Leaving Lucy Pear

LOCAL CRAFT BELIEVED TOTAL LOSS

Sch. Esmerelda J. Mendosa Bound Home, Wrecks off Eastern Point

July 21—Late last night, the Esmerelda J. Mendosa, returning from the Grand Banks, smashed upon Webber Rock.

Capt. Mendosa and five members of the crew abandoned ship and rowed in the ship’s dories for shore. Two men are badly injured. Their names are given as Luis Pereira and Roland Murphy.

Residents of Eastern Point and beyond were awakened by the crash of the Mendosa, who lies now with her bow buried in rock, one mast fallen, a gaping hole in her side, and her engine room full of water.

According to members of the crew, the accident was due to dense fog. They could not see the signals from the lighthouses at Thacher Island or Eastern Point, and a whistle buoy they waited to hear had recently been removed from the water, leading them to believe the ship was farther offshore.
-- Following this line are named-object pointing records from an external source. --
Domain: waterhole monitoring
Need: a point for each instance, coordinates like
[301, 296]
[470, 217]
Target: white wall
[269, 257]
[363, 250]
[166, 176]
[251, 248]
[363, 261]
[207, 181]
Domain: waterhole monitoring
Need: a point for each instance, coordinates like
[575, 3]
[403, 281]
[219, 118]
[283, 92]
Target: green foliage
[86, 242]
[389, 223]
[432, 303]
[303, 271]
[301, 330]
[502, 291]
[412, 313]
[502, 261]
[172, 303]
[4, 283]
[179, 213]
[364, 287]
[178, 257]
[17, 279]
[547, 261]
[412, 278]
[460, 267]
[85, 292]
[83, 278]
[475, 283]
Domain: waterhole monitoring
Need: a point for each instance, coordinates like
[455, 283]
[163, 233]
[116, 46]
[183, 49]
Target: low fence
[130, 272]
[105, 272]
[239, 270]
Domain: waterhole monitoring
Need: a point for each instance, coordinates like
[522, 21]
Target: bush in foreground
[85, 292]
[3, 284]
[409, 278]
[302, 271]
The Esmerelda J. Mendosa has on board an estimated 4,500 pounds of fish. As of late this morning, men were making frantic efforts to save all they possibly could from the doomed vessel before the waves and water claimed her for their own.
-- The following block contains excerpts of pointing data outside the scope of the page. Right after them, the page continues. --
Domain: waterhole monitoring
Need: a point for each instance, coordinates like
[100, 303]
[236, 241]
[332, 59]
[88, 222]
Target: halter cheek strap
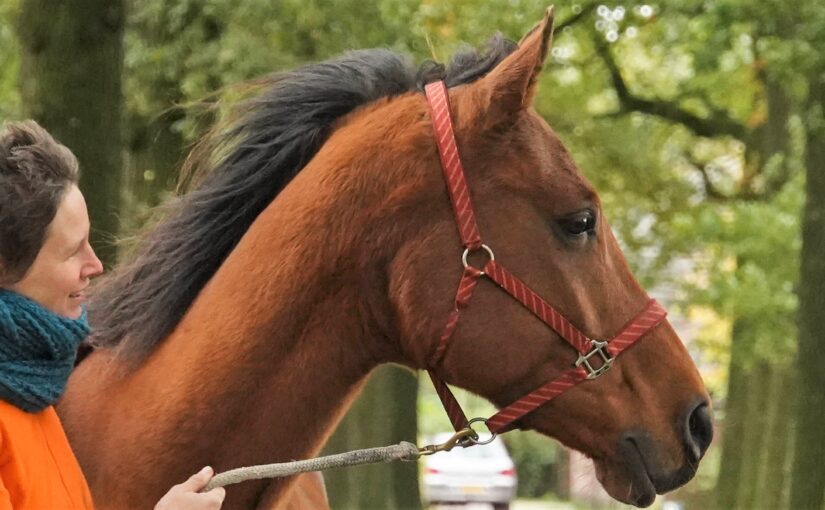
[595, 357]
The Mendosa was 90 feet long, 72 tons net, and insured for $30,000.

Ira’s mind moved so quickly, so determined to leap and prove itself, to be nothing like his body, that he didn’t at first notice the basic information contained in the article. He thought of the men, less than a mile from home, weighing whether to anchor or keep on. They would have been caught in fog before. They would have thought, But this is only that again.

It took Ira three tries to get through the article. He kept drifting, half dreaming.
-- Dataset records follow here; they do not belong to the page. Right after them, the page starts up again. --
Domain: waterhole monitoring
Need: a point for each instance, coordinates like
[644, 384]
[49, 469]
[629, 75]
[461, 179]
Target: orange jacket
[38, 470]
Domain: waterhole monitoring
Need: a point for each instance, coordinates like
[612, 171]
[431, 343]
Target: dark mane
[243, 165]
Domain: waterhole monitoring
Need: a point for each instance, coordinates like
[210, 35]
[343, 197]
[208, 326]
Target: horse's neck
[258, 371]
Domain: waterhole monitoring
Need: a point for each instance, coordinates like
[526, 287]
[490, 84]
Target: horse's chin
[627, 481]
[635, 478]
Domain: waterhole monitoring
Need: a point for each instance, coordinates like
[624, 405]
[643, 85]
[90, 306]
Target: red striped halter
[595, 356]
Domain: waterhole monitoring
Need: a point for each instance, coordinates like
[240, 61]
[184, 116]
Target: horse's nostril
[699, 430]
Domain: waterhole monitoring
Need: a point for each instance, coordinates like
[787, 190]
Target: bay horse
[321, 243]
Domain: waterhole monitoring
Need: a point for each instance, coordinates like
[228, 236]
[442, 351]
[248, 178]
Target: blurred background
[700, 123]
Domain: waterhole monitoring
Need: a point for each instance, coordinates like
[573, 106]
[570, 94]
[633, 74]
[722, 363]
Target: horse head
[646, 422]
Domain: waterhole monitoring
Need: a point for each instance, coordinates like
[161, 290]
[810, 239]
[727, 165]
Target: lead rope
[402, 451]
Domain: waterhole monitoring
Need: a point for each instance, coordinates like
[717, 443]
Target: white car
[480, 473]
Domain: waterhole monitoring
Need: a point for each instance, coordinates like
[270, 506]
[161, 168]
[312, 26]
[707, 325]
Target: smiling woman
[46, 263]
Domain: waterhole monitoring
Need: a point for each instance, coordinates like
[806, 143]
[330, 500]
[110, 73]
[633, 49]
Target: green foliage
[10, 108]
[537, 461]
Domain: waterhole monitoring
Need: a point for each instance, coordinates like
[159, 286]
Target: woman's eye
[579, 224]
Albert was wheeling him up the drive from a visit to Mother Rock (Mother was Vera). Through the line of sycamores Ira saw the pear trees, the fruit nearly ready to pick. He asked Albert to take him into the orchard, and Albert tried, but the field was bumpy so Ira had to sit and watch all that beauty—the late-July light playing with the leaves, the pears basking, the funny dignity they had about them—and not be able to get there himself. Albert picked a pear so Ira could feel the cool weight in his palm, but what Ira felt was guilt: this pear would not ripen well.

He shook himself to attention, straightened, read again. The lighthouses . . . He forced himself: the sentence. It was convoluted, they were always writing convoluted sentences these days, ignoring the beauty of parallel structures, losing track of their subjects. They . . . and a whistle buoy they . . . leading them to believe . . .

It struck him with sublingual clarity, his stomach fisting, his heart knowing, before he thought, Bea. Her fit. The whistle buoy. He read the names of the injured crew again, and thought, Emma. Roland Murphy. Bea, Emma. A choice had to be made. Here he shone, his mind clearing, a fine, taut wire. In one case—Bea—there might be something to be done; in the other—Emma—if her husband was going to die, he would die. And of course, there was Bea-Bea. Ira’s loyalty to his niece was a weight he couldn’t remember not wearing. It dragged at him but held him steady, too, a sort of medal, reminding him of one thing he had always, mostly, gotten right.

He cleared his throat, took up the telephone, and asked the operator to put him through to his brother.





Twenty-two




The first days went by in a green, quivering haze. The fog had left in its wake a cloudless sky and a gusting wind that threw the leaves into perpetual frenzy. Emma tripped through the clean air, winding from house to hospital and back, fighting an almost constant urge to cover her eyes, retreat back into fog, see nothing clearly. She succeeded mostly, a walking, winding body, tending, going, feeding, nodding, until nine days and nights had passed and Roland was brought home. She woke up then. She saw Roland sitting in the old nursing chair without most of his left leg, and the doctor kneeling before him, showing Emma how to clean and wrap the stump. She saw herself in the kitchen doorway, Joshua in her arms, her face worked into the easiest expression she could manage, though she was close to vomiting with what was in front of her: black stitching holding together a nearly unrecognizable, swollen, shining, ham-pink remainder of a leg.

“Like this,” said the doctor. “Then this.” He was done with the alcohol—he was drawing small circles on the flesh with a wad of linen. “Sometimes this helps with the pain. Mrs. Murphy?”

She nodded. “I see,” she said, but she was looking at the side of Joshua’s face, the curled scruff of his sideburn, the intricate, perfect tunneling of his ear. He was pointing behind her, into the kitchen, his hips rocking against her, There, go. “You want a cookie?” she asked him quietly.